Thursday 29 October 2009

THE MESSENGERS


Oxide & Dnny Pang, 2007, USA

Diverting but ultimately mediocre haunted farmhouse blending of American and Japanese horror by the Pang brothers. Like their former supernatural scarer "The Eye", the Pang execute some decent atmosphere and spooky moments, all with visual panache, but similarly it progresses into a car crash of logic and dramatics. White-faced, jittery digital effects ghosts and sunflowers make for an odd combination, but you can’t completely fail with the scary sound of someone running around upstairs when you know you’re alone, or something ominous in the basement. There is a nicely staged bird attack, but this too ultimately is all show and no point. Perhaps the creepiest and subtlest detail are the claw marks leading to the cellar door… which strangely nobody notices.
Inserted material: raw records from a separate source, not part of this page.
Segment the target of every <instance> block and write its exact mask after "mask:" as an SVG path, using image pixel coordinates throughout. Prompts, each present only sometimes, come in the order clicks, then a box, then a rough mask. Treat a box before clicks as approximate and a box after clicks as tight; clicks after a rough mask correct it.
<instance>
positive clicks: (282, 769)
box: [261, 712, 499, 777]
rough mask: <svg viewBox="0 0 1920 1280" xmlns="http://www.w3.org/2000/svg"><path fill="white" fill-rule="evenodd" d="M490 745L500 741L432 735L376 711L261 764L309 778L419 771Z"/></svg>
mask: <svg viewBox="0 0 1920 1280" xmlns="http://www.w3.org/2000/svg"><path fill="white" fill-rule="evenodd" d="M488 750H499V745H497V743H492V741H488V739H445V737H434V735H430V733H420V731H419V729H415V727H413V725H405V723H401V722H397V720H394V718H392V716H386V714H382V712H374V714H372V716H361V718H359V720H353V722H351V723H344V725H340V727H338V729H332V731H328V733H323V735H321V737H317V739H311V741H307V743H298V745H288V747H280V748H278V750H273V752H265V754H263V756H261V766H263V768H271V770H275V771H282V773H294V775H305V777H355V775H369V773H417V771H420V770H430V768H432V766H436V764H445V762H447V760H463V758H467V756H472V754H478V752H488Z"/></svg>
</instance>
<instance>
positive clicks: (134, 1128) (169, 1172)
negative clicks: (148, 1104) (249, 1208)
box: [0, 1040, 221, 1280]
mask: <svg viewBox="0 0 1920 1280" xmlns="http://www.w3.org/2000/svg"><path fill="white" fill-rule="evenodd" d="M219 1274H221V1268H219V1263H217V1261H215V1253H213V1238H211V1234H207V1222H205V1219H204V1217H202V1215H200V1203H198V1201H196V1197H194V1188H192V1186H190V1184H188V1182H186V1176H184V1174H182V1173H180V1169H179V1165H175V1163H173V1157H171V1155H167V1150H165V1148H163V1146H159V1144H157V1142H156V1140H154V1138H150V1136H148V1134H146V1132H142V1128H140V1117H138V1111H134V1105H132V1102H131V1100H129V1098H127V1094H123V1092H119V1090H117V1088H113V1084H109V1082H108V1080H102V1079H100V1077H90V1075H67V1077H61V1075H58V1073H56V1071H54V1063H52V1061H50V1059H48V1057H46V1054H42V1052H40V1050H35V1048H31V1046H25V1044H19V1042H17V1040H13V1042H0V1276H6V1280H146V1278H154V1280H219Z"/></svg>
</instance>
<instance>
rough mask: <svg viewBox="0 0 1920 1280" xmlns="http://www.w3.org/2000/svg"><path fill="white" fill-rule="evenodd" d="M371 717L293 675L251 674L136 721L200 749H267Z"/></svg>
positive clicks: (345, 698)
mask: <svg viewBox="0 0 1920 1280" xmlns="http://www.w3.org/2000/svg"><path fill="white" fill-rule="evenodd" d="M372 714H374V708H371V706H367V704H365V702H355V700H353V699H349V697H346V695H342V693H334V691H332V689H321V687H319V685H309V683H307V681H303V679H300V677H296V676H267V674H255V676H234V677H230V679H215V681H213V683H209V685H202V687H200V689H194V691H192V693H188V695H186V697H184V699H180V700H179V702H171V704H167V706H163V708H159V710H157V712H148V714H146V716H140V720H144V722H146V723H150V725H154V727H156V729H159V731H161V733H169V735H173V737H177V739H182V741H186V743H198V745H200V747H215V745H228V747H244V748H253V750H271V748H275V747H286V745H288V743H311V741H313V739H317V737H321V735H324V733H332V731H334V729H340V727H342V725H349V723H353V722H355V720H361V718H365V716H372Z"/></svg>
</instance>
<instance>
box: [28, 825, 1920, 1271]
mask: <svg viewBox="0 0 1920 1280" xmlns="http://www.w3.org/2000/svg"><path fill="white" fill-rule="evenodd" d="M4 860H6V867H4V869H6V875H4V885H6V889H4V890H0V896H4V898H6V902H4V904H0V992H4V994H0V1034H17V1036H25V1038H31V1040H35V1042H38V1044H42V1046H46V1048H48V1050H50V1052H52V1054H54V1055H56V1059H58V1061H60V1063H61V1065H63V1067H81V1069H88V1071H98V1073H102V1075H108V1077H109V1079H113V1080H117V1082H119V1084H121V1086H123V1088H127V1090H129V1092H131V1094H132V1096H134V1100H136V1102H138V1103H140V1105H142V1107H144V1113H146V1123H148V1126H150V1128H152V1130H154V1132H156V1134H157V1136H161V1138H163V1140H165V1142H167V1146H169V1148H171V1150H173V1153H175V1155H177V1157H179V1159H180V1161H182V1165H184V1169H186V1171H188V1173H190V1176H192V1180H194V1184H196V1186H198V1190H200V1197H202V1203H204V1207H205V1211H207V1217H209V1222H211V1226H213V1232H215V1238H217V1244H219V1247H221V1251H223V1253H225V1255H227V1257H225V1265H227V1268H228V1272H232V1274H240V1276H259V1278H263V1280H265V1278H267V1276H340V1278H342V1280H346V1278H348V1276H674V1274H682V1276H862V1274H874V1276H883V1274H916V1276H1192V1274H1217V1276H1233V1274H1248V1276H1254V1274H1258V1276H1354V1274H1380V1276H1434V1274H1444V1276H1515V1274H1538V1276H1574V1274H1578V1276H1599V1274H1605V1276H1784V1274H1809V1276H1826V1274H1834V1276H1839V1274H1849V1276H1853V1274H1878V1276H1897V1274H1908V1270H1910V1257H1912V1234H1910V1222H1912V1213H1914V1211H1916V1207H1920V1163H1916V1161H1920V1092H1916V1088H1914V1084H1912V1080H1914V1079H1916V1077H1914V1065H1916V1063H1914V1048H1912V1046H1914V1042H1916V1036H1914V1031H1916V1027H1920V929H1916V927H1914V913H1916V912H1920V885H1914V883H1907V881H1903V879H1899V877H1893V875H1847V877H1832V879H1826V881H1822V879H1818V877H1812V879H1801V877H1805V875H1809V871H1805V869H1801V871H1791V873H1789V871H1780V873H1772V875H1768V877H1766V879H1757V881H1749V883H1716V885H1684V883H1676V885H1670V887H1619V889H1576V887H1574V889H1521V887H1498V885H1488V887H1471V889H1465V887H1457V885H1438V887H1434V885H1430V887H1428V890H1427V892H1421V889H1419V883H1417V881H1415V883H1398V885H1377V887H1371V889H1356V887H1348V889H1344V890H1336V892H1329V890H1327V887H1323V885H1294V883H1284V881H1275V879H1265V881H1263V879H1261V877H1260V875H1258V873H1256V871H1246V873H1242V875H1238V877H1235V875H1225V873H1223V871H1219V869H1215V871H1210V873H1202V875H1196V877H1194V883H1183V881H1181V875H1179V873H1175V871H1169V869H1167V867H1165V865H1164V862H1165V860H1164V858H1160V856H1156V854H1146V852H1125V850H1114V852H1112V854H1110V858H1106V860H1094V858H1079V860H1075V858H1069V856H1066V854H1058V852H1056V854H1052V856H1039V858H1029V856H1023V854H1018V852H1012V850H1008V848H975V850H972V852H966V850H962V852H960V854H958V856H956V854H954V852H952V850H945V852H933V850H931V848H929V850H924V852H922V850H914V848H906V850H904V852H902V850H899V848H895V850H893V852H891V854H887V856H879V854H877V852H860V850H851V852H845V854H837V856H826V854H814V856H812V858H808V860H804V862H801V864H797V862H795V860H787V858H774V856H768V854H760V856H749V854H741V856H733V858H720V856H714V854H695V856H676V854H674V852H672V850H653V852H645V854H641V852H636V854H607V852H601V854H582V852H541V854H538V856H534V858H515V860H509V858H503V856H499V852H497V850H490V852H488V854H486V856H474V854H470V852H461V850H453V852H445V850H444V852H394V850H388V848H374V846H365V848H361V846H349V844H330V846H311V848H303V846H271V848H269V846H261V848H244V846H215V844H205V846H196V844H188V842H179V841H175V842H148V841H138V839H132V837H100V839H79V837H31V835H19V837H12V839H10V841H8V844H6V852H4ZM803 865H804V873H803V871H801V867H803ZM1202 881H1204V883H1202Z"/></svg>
Not knowing what to do with the end, it falls back on the demonic murderous father-figure rampage. A flip is switched and there he goes, just to trigger some ending of some kind. Which immediately makes the prologue a cheat: in the showdown, our rampager spouts the usual psycho-on-the-loose platitudes about women being bad girls and not doing what they’re told, and so on - but in order for the prologue to achieve ambiguity, he did not behave that way at all when we first experienced him going berserk. Not one psychotic word. Trying to make sense of this final revelation makes the ghosts that particularly confused brand who seem to be trying to send a warning to the new house owners by attacking them and scaring them to death. Japanese ghosts in particular are vengeful and confused manifestations - they often behave this way - but sending such a mixed message doesn’t help with internal logic here. As with "The Eye", it is this somewhat disastrous last act that sabotages any goodwill earned in the set-up.